Clare was a very successful equestrian when a riding accident left her, at the age of 27, paralysed from the chest down. She had broken her neck, back and ribs doing the thing she most loved. Her most recent and high-profile achievement is finishing the London Marathon in 17 days. She wore what's become known as a "bionic suit" – a computerised frame around her limbs and body which allows her to stand and move.

It's been used in hospitals and rehabilitation units for some time but Clare has been the first person to take one of the ReWalk suits home and try to incorporate it into her daily life so transformed since the riding accident. She tells me it allows her to walk upstairs and, most importantly to her, stand eye to eye with people socially when she wants to. It's very easy for a person in a wheelchair to be unwittingly ignored or blocked out by those of us in the standing world – one of the many apparently small consequences of spinal injury which people in chairs deal with on a daily basis.

So, as I marvel at the achievements of the athletes I've seen at the Games, Clare reminds me that there are countless individuals who've lost the use of their legs one way or another who struggle to come to terms with the life they are now supposed to lead.

Some never do. The physical implications go way beyond movement. Blood circulation, digestion, weight gain – all factors.

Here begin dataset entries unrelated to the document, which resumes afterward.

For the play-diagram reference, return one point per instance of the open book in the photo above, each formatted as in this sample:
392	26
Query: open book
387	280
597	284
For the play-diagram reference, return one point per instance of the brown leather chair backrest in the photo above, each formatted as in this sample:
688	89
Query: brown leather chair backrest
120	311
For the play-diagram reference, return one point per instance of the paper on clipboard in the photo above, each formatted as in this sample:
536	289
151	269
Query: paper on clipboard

Nuneaton rugby club hooker Daniel James felt his body had become a "prison" and lived in "fear and loathing" of his daily life, according to his parents who accompanied him to a Swiss euthanasia clinic. He had attempted to kill himself several times since March 2007 when a scrum had collapsed on him and dislocated his neck vertebrae, trapping his spinal cord and rendering him tetraplegic.

Clare says she found it hard to see the rapid change in her body after her accident. She'd been superfit and active, and to watch her legs wither in muscle mass and become what she describes as "floppy" caused her a lot of distress. Her boyfriend at the time wasn't immune either. After 10 months of trying, he admitted he couldn't handle it. So, rejection on top of loss for Clare.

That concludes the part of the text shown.